Já por diversas vezes escrevi aqui sobre a bestialidade humana quando, por nos julgarmos espécie superior, sentenciamos os animais irracionais à condição de instrumentos das necessidades humanas. Faz-me lembrar os arautos da civilização ocidental, que proclamam a incontestável superioridade da dita por comparação às demais, assim votadas à condição de civilizações menores. Os mesmos que depois aplaudem demoradamente a condenação à morte de um sanguinário ditador. Nem vale a pena sublinhar que sejam fautores da pena de morte, sem repararem na torpeza de um Homem retirar a vida a outrem (em que circunstâncias seja). Pior é aceitarem a mesma prática que sempre condenaram no ditador que acaba de ser sentenciado com a pena de morte.
Parece incompreensível a comparação com as pessoas que convivem pacificamente com os inomináveis sacrifícios de animais indefesos. A comparação faz-se com a prosápia de quem se acha feitor da superioridade moral e depois não percebe a indignidade dos actos que sacrificam inocentes animais. Num caso como no outro, a moralidade desmascarada.
O contexto: ontem recebi um e-mail que apelava à subscrição de uma petição (em http://www.petitiononline.com/ftmlopes/) para afastar a estilista Fátima Lopes das passagens de moda enquanto teimar em utilizar peles de animais nas indumentárias por ela criadas. O texto que introduz a petição tenta sensibilizar os destinatários, explicando o que se passa no doloroso cativeiro a que estão remetidos os animais que têm a desdita de trajar apetecíveis peles:
“o que a maior parte das pessoas desconhece é que os animais caçados ou criados para poderem “dar” as peles para casacos de luxo são tratados de forma terrivelmente desumana, criados em condições de sofrimento horríveis, e mortos das maneiras mais atrozes, chegando mesmo a ser esfolados ainda vivos para que a pele não perca brilho”.
Ao entrar no sítio onde está alojada a petição, há a indicação de um filme que documenta como são tratados os animais, como são cruelmente mortos. O filme está em http://www.peta2.com/takecharge/swf/fur_farm.swf. Confesso que não tive a coragem para o visionar. À memória vieram imagens chocantes à entrada de uma estação de metro em Londres, onde activistas dos direitos dos animais expunham fotografias dos sacrifícios em animais que vivem em cativeiro à espera de experiências científicas, como cobaias necessárias da indústria de cosméticos. Lembro-me como essas imagens chocantes permaneceram vivas durante longas horas. Pelo bem-estar pessoal, preferi a hipocrisia de não abrir o filme. O aviso que o filme contém imagens chocantes dissuadiu-me.
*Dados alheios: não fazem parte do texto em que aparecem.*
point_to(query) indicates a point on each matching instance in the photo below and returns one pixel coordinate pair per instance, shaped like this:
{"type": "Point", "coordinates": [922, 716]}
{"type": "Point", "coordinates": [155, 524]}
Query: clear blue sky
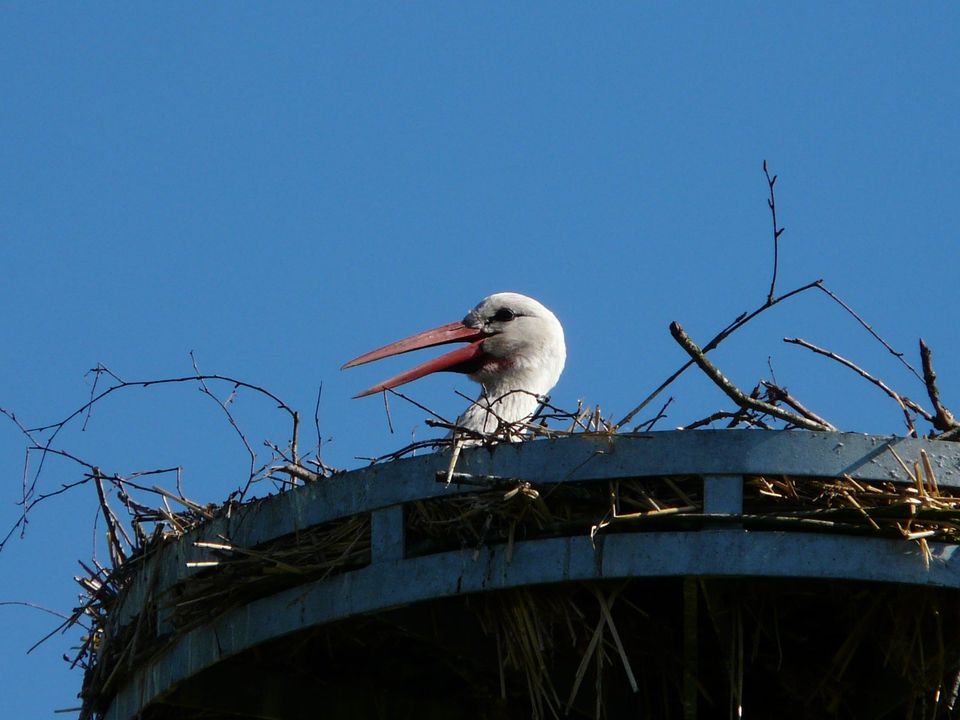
{"type": "Point", "coordinates": [279, 187]}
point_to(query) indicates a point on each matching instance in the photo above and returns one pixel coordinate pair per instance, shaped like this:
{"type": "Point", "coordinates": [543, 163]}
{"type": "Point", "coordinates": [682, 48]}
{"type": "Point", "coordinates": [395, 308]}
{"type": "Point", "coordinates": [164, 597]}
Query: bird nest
{"type": "Point", "coordinates": [595, 649]}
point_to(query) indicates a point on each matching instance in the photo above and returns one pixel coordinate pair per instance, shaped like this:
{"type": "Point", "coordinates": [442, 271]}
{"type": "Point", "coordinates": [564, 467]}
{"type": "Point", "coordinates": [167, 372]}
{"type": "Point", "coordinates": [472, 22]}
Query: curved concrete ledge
{"type": "Point", "coordinates": [391, 580]}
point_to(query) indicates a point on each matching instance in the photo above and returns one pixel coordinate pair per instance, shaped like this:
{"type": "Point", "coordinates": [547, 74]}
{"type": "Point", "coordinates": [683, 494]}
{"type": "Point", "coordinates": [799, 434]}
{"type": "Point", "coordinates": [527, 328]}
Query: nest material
{"type": "Point", "coordinates": [582, 649]}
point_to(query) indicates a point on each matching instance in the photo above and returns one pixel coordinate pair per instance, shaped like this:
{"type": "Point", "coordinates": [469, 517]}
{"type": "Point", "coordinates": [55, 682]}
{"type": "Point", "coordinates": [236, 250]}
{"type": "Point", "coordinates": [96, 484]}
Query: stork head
{"type": "Point", "coordinates": [512, 343]}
Os activistas dos direitos dos animais por vezes conseguem mobilizar alguns representantes do mundo da moda, os manequins que passam as vestes criadas por estilistas, no protesto contra o uso de peles de animais na indústria da moda. Há um elemento folclórico que deve ser descontado: os manequins desfilam nus. A mensagem enviada é clara: eles e elas despem-se das suas roupas, sinalizando um esboço do sacrifício imposto aos animais selvaticamente despojados das suas peles, para comprazimento pessoal de dondocas. Que ou são insensíveis ou estão desapossadas de mínimos de inteligência para perceberem a vilania de trajarem vestuário ornamentado com as peles roubadas a animais entretanto mortos.
Esses desfiles provam como as mortes de animais indefesos são um acto carregado de inutilidade. A juntar à futilidade de quem se adorna de peles de animais, sem olhar às questões de estética que poderiam estender a discussão por outros caminhos. Eu, que não sou dado aos folclores típicos deste género de manifestações, quando dou conta que o ser humano continua na senda da estupidez ao sacrificar inutilmente animais indefesos, apetece-me oferecer à causa o meu esbelto corpo desnudado (enfim, quase desnudado; o pudor exigiria que as partes íntimas – ou as “partes podengas”, como outrora afirmou um célebre árbitro de futebol, nos tradicionais atentados à língua portuguesa que vêm daquelas paragens… – estivessem escondidas, nem que fosse por uma discreta peça de roupa interior).
Já não me recordo que escritor afirmou em tempos: “quanto mais conheço o Homem, mais gosto do cão”. Pode ser um lugar comum para culminar este texto de perplexidade pela indignidade do Homem. Seja. A conclusão é inevitável: os que se gabam de sermos a única espécie de animais racionais perdem a razão quando sancionam a irracionalidade de matar animais irracionais para gáudio do ego imbecil de alguns humanos que se deixam embevecer pelo vestuário feito com peles de animais.
É por isso que me interrogo se animais (na conotação pejorativa da palavra) não serão os Homens que aceitam que a moda se sirva destes sacrifícios impostos a animais felpudos.